Nous avons vu que les premières sociétés chrétiennes se reprochaient tour à tour les plus inconcevables infamies. Le prétexte de ces calomnies mutuelles était ce secret inviolable que chaque société faisait de ses mystères. C’est pourquoi, dans Minucius Felix, Cœcilius, l’accusateur des chrétiens, s’écrie : « Pourquoi cachent-ils avec tant de soin ce qu’ils font et ce qu’ils adorent ? l’honnêteté veut le grand jour, le crime seul cherche les ténèbres. — Cur occultare et abscondere quidquid colunt magnopere nituntur ? quum honesta semper publico gaudeant, scelera secreta sint. »

Il n’est pas douteux que ces accusations universellement répandues n’aient attiré aux chrétiens plus d’une persécution. Dès qu’une société d’hommes, quelle qu’elle soit, est accusée par la voix publique, en vain l’imposture est avérée ; on se fait un mérite de persécuter les accusés.

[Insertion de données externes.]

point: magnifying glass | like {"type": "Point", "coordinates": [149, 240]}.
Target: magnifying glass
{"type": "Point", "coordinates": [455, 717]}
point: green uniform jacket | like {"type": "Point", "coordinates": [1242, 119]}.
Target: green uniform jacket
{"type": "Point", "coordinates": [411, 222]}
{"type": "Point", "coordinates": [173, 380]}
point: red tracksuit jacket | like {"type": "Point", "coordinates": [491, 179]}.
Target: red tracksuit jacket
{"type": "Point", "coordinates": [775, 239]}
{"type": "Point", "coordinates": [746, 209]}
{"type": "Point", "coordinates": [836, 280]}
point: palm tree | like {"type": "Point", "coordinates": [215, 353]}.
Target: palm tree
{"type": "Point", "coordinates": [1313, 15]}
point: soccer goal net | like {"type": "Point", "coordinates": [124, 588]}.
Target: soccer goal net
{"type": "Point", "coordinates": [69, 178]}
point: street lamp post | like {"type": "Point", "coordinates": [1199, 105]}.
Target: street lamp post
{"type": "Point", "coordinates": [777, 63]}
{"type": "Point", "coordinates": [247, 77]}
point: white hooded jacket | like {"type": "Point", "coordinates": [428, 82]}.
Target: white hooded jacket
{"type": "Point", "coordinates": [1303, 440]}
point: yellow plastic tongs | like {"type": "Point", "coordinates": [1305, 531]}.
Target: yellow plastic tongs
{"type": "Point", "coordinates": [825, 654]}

Comment n’aurait-on pas eu les premiers chrétiens en horreur, quand saint Épiphane lui-même les charge des plus exécrables imputations ? Il assure que les chrétiens phibionites offraient à trois cent soixante et cinq anges la semence qu’ils répandaient sur les filles et sur les garçons[2], et qu’après être parvenus sept cent trente fois à cette turpitude, ils s’écriaient : « Je suis le Christ. »

Selon lui, ces mêmes phibionites, les gnostiques, et les stratiotistes, hommes et femmes, répandant leur semence dans les mains les uns des autres, l’offraient à Dieu dans leurs mystères, en lui disant : « Nous vous offrons le corps de Jésus-Christ[3]. » Ils l’avalaient ensuite, et disaient : « C’est le corps de Christ, c’est la pâque. » Les femmes qui avaient leurs ordinaires en remplissaient aussi leurs mains, et disaient : « C’est le sang du Christ. »

  1. Minucius Felix, page 22, édition in-4o. (Note de Voltaire.)